= Berno of Reichenau =

German abbot (c. 978 - 1048)

Berno (c. 978 – 7 June 1048) was the Abbot of Reichenau from his appointment by Henry II, Holy Roman Emperor, in 1008. He reformed the Gregorian chant. He compiled a tonarius, dealing with the organisation of the church chants into 'tones' – eight modes of the Gregorian chant.

Following the reforms initiated under Abbot Immo, who imposed the Benedictine rule at Reichenau, under Berno's guidance the abbey reached its peak as a centre of learning, with a productive scriptorium, as a centre of Benedictine monasticism and eleventh-century liturgical and musical reforms in the German churches. At Reichenau he erected the tall western tower and transept that stand today on the island site of Reichenau-Mittelzell. One of his most famous students was Hermann of Reichenau, who transmitted Arabic mathematics and astronomy to central Europe.

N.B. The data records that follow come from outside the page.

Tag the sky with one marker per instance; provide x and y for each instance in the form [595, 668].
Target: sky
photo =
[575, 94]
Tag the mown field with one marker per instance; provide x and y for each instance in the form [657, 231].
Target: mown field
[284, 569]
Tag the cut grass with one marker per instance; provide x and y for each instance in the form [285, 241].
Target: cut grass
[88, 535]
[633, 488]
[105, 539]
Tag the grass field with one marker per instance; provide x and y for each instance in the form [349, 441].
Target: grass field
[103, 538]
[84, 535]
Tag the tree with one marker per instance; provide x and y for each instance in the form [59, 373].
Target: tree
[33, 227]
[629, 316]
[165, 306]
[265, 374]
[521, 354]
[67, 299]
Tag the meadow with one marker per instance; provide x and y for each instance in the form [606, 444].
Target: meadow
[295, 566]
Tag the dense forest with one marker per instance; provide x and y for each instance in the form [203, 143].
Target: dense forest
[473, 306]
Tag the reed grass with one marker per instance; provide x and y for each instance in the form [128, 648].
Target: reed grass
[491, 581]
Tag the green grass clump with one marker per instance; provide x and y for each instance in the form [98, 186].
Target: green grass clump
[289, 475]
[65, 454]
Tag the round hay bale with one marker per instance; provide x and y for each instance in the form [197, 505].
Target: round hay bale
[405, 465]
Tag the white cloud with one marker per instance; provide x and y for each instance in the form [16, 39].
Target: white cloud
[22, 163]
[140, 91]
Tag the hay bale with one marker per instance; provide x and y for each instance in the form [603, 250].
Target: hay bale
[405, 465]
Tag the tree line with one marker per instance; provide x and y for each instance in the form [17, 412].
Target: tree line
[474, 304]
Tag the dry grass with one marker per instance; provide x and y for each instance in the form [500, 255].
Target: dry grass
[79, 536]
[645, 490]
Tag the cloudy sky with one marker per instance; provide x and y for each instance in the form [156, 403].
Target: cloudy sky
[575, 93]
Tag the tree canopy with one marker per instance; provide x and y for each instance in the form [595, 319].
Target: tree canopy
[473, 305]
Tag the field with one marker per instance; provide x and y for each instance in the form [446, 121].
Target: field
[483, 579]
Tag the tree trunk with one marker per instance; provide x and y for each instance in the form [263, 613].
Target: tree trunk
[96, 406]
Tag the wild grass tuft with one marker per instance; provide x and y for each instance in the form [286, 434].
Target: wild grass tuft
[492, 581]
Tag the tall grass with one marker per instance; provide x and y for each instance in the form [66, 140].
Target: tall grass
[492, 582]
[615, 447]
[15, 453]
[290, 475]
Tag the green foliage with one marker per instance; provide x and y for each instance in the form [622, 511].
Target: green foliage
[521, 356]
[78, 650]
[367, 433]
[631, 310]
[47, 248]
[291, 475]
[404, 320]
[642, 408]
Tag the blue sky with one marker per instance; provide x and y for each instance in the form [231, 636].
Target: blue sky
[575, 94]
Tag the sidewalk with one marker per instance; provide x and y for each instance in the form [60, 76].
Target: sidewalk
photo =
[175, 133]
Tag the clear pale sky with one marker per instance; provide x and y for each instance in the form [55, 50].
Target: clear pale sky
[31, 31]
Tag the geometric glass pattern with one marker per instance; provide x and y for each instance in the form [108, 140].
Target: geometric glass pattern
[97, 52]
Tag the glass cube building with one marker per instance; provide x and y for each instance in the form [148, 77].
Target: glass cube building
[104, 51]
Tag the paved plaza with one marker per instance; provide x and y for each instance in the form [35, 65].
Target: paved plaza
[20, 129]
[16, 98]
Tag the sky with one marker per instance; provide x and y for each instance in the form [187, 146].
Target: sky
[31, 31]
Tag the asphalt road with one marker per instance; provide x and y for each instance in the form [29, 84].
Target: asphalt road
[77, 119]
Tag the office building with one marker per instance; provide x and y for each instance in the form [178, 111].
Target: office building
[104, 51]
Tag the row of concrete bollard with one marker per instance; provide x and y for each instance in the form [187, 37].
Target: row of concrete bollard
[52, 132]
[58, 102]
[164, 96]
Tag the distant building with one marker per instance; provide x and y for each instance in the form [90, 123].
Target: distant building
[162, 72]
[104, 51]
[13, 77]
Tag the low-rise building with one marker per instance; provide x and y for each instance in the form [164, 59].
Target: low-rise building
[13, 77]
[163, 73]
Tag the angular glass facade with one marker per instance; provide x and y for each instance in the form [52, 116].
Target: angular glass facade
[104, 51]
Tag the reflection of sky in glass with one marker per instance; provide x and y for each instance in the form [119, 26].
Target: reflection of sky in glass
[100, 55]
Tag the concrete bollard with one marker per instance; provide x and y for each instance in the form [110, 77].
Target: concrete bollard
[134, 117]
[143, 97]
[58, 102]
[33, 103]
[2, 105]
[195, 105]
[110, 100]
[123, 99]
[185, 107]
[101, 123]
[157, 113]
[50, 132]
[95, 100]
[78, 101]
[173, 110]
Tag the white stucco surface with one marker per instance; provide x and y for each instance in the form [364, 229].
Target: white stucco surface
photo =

Politically the abbot cleaved to his patrons Henry and to Henry III, duke of Bavaria and eventually Emperor, and wrote many letters and missives to the Hungarian kings Saint Stephen I of Hungary and Peter Orseolo of Hungary, containing various historical information about the Hungarian kingdom of that time useful for the historian. His activity in regard to Hungary was specially important during the reign of Stephen, as his wife was Gisela, the emperor Henry II's sister.